Retrieval Routing Without Guesswork

Retrieval Routing Without Guesswork

By
Alper Yilmaz
Alper YilmazFounder & CEO
1 min read

Retrieval routing is the difference between "search everything the same way" and "choose a retrieval path because the query demands it."

For Cortagent, the important part is not naming many retrieval methods. The important part is keeping the choice visible.

What routing decides

A routing layer can decide whether a query should use:

  • vector retrieval for semantic similarity,
  • keyword retrieval for exact terms and identifiers,
  • graph-style retrieval for relationship-heavy questions,
  • or a more complex path when decomposition is justified.

Constraint

More retrieval is not automatically better retrieval.

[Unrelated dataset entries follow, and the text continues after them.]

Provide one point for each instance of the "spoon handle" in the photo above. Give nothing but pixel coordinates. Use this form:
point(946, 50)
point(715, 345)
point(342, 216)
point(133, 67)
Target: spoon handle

Extra retrieval can add latency and noise. The router has to justify fan-out.

Public-safe routing questions

The router should be able to answer:

  1. Why this retrieval path?
  2. Why now?
  3. What was skipped?
  4. What diagnostics were produced?

Those questions matter because retrieval errors often look like answer errors. If routing is opaque, debugging starts too late.

What we avoid saying publicly

We do not publish private routing thresholds, corpus-specific heuristics, customer data, or internal traces. The public point is the architecture boundary: retrieval choice is explicit and reviewable.